Adding module Statistics

Adding new module exported statistics is done by populating the stats member in our module's exports structure.
For the full description of the used structures and functions for statistics, please see the generic Statistics API section.

Adding module Pseudo-variables

Adding new module pseudo-variables is done by populating the items member in our module's exports structure.
For the full description of the used structures and functions for pseudo-variables, please see the generic Pseudovariables section.

Adding module dedicated Processes

For certain use cases, our module might need to talk to external entities which are not SIP based.
For such cases, we will need to have one ( or multiple ) processes which will be dedicated to handling such communication. Examples for this include the RTPProxy module ( which handles the communication with an external RTP Proxy engine ) or even the mi_fifo and mi_datagram ( which read MI commands from a FIFO file or respectively an UDP socket ).
Adding new module parameters is done by populating the procs member in our module's exports structure. The proc_export_t structure describing extra requested processes is the following : (:source lang=C -link -getcode :) struct proc_export_ {

        char *name;                             /* name of the new task */
        mod_proc_wrapper pre_fork_function;     /* function to be run before the fork */
        mod_proc_wrapper post_fork_function;    /* function to be run after the fork */
        mod_proc function;                      /* actual function that will be run in the context of the new process */
        unsigned int no;                        /* number of processes that will be forked to run the above function */
        unsigned int flags;                     /* flags for our new processes - only PROC_FLAG_INITCHILD makes sense here*/

};

typedef void (*mod_proc)(int no); typedef int (*mod_proc_wrapper)();

(:sourceend:)

The pre_fork_function and post_fork_function serve as helpers to create various auxiliary needed by the starting of the main process.

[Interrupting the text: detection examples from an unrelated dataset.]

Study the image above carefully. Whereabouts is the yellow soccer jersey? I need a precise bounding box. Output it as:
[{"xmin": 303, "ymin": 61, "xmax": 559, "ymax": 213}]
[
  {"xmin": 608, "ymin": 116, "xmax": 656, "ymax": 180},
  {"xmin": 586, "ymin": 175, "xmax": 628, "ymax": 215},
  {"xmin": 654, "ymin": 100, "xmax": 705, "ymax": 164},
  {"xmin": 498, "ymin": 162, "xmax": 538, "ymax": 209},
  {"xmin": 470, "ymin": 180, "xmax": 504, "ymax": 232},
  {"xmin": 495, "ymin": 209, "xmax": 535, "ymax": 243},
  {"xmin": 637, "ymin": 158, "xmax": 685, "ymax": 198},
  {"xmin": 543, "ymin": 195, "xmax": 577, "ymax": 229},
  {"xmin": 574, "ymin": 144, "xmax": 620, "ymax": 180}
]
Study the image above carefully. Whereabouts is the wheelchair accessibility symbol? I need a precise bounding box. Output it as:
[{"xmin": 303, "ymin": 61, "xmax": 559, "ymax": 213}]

The no member of the structure dictates how many processes OpenSIPS will fork in order to run the respective function.
It can come in handy when there is a big work-load to be handled, at your module logic will spread the work load across all the forked processes, by making use of the no parameter provided to the process function.

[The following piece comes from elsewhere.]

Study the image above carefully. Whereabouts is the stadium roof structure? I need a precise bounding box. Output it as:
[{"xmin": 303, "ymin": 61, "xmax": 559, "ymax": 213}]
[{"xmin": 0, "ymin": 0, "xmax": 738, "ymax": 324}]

Below is an example of how the MI datagram handles the forking of processes. The default value for the number of processes is MI_CHILD_NO, but that number is also configurable by the children_count parameter, as seen below. (:source lang=C -link -getcode :) static proc_export_t mi_procs[] = {

        {"MI Datagram",  pre_datagram_process,  post_datagram_process,
                        datagram_process, MI_CHILD_NO, PROC_FLAG_INITCHILD },
        {0,0,0,0,0,0}

};

static param_export_t mi_params[] = {

        {"children_count",      INT_PARAM,    &mi_procs[0].no           },

(:sourceend:)
The flags member of the structure can be 0 or PROC_FLAG_INITCHILD. If PROC_FLAG_INITCHILD is provided, all the child_init function from the loaded modules will also be run in the context of our new module process.